Victor Hugues, nouveau maître de l'île, peut enfin appliquer le décret de Pluviôse mais les esclaves, à peine libérés de leurs chaînes, sont aussitôt astreints à travailler comme salariés sur les plantations. Beaucoup se révoltent en 1797 contre leurs nouveaux maîtres (blancs ou affranchis de couleur au service de la République). 

• En Guyane, une colonie périphérique du littoral sud-américain, l'application du décret ne soulève pas d'opposition majeure.

• Par contre dans la grande et riche île de Saint-Domingue, les planteurs appellent les Anglais sitôt voté le décret de Pluviôse ! Le chef des esclaves insurgés, Toussaint Louverture, voyant cela, se rallie au gouvernement de la Révolution et combat les Anglais qui ont débarqué en masse sur l'île. En octobre 1798, le dernier Anglais quitte l'île. Toussaint Louverture, fort de son succès, annexe la partie espagnole de l'île. Il rétablit la prospérité en imposant, comme en Guadeloupe, le travail forcé. Le 8 juillet 1801, il proclame l'autonomie de Saint-Domingue et se nomme Gouverneur général à vie de la nouvelle République. À Paris, le Premier consul Napoléon Bonaparte n'apprécie guère la chose.

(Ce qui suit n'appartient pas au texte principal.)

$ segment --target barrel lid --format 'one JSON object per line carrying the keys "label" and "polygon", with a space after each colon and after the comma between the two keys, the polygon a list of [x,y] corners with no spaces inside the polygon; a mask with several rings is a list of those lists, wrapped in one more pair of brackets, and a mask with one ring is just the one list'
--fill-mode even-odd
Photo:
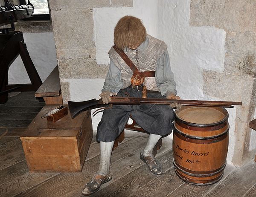
{"label": "barrel lid", "polygon": [[222,107],[186,106],[176,110],[175,116],[187,124],[190,123],[192,125],[204,127],[226,121],[228,114]]}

Rétablissement de l'esclavage

En 1801, Bonaparte envoie à Saint-Domingue une puissante expédition militaire pour reprendre possession de l'île, sous le commandement de son beau-frère, le général Charles Leclerc. Ce sera un dramatique échec.

L'année suivante, il envoie en Guadeloupe une autre expédition sous le commandement du général Antoine Richepance pour réprimer une insurrection conduite par un ancien officier de la Révolution, Louis Delgrès, fils d'un planteur blanc de la Martinique et d'une mulâtresse. Au prix de nombreuses atrocités, Richepance réussit à reprendre l'île aux insurgés et à y rétablir l'esclavage. Ce faisant, il va plus loin que le décret du 20 mai 1802, qui excluait la Guadeloupe des colonies où devait être restauré l'esclavage !

La France, qui a été en 1794 le premier États du monde à tenter d'en finir avec l'esclavage ne l'abolira définitivement qu'en 1848, soit quinze ans après le Royaume-Uni.

Notons que la traite atlantique (l'achat de captifs en Afrique et leur revente aux Amériques) n'est pas concernée par l'édit de Pluviôse. Simplement parce que la guerre l'a suspendue. Elle reprendra de plus belle sitôt après le décret-loi de Bonaparte qui rétablira l'esclavage.

Publié ou mis à jour le : 2024-01-31 17:14:39
Boutté (05-02-2018 08:37:03)

Haïti, moitié francophone d'Hispanola"la plus riche colonie" est devenu pays de misère alors que celle hispanophone dite St.Domingue vit fort bien . Quelles en sont les causes ?

Renaud (22-06-2006 00:23:06)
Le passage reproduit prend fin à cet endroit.